In the Adivasi Sadri language, epil means star. Under the same name, Bina Topno leads a team of 10 women at a village called Chetiajaan in Dibrugarh district and they are rising like a star in the field of poultry farming.
‘Earlier as seasonal tea garden labourers, we worked for about six months in a year plucking leaves and remained idle for the rest of the year. In 2005, we started a self help group with a mere contribution of R 50 from our members. Again, we collected R 30 from each member to start a poultry farm in our village. And we haven’t look back after that,’ says Topno.
In 2010, the SHG got a government assistance of R 25,000 and expanded their business.

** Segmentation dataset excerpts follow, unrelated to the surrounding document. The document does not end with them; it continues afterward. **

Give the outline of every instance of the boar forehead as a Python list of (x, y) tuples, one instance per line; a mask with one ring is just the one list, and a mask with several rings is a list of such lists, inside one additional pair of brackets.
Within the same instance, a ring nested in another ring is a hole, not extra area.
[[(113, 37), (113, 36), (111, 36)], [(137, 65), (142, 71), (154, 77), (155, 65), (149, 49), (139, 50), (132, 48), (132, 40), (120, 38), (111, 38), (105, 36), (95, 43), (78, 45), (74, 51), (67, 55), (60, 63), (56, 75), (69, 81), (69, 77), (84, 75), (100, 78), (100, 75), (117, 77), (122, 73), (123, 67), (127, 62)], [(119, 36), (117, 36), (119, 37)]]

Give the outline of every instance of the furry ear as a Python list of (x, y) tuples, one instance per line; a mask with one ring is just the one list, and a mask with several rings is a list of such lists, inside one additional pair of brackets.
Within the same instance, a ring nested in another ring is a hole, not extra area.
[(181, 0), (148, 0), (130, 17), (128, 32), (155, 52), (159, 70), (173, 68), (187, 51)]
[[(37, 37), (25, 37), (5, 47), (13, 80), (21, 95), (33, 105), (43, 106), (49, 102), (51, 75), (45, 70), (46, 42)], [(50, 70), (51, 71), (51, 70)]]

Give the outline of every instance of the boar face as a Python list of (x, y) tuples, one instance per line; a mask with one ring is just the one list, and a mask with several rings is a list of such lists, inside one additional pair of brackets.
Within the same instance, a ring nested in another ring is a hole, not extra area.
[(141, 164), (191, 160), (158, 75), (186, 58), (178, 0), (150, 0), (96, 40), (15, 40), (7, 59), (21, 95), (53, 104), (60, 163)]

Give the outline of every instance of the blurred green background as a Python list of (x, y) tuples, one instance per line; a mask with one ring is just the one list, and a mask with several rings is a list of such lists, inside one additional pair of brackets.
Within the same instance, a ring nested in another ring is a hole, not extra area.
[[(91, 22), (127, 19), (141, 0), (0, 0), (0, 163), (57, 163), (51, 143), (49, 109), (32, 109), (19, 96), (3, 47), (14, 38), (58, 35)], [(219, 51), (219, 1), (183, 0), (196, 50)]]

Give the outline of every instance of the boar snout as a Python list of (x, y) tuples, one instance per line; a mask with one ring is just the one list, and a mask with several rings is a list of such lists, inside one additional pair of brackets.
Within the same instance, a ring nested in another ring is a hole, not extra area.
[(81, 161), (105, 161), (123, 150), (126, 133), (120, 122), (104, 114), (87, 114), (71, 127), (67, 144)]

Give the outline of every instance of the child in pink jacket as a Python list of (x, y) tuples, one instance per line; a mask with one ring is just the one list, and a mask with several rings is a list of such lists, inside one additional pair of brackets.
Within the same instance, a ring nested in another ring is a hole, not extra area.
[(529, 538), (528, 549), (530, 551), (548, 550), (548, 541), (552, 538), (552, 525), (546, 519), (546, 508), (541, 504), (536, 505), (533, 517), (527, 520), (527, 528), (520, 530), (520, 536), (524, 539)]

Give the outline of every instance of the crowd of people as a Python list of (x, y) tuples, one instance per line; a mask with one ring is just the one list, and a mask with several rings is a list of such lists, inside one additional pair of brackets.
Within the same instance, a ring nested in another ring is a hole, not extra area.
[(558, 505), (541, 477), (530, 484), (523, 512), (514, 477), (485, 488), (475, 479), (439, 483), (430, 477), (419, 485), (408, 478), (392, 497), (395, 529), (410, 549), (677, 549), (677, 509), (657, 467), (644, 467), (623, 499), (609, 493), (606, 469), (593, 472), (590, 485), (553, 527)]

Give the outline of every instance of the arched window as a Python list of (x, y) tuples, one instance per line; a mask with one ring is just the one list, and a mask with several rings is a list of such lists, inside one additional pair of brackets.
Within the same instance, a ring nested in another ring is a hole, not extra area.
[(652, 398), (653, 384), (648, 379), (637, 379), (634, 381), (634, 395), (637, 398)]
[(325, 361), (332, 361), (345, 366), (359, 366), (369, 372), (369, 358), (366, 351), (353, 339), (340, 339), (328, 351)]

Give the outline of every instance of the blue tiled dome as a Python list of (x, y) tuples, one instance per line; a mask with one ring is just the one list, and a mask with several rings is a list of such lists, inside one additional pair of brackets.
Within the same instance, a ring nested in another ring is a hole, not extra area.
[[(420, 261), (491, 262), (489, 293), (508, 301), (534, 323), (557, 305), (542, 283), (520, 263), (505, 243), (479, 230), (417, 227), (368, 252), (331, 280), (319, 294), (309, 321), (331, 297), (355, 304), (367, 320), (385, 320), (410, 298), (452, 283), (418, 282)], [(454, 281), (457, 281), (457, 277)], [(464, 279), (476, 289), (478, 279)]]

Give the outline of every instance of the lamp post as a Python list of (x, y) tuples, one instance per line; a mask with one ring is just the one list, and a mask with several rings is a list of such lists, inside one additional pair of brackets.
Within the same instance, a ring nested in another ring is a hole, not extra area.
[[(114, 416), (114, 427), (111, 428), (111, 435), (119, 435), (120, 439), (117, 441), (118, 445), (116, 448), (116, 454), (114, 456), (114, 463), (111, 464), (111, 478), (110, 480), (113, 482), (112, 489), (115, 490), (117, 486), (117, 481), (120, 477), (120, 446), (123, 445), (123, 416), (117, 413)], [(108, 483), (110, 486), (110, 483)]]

Once they returned their debt, they received another loan of R 2 lakh from the government, which boosted the confidence of the group. ‘If we invest money on 200 chickens, we can earn upto R 15,000 in 45 days. We help our fellow members when they are in need of money. That is big relief for us as we don’t need to look to others in times of crisis,’ asserts Topno.
Impossible is nothing
It’s a well known fact that despite the tea industry being the most well organised industry of the country, the labour sector associated with it is the most unorganised. ‘Earlier, we found it difficult to run our families even. But things have changed now. We have very good markets in Duliajan and Dibrugarh for our products. I believe one should dream and chase it. Nothing is impossible to a willing heart,’ says Topno
Recently, Epil has opened a tent house and they are doing brisk business in its nearby areas. ‘There are many SHGs in our area. We, however, always lead by example. Basking in the glory of success, we haven’t stopped dreaming. We have a long a way to go,’ sums up Bina Topno.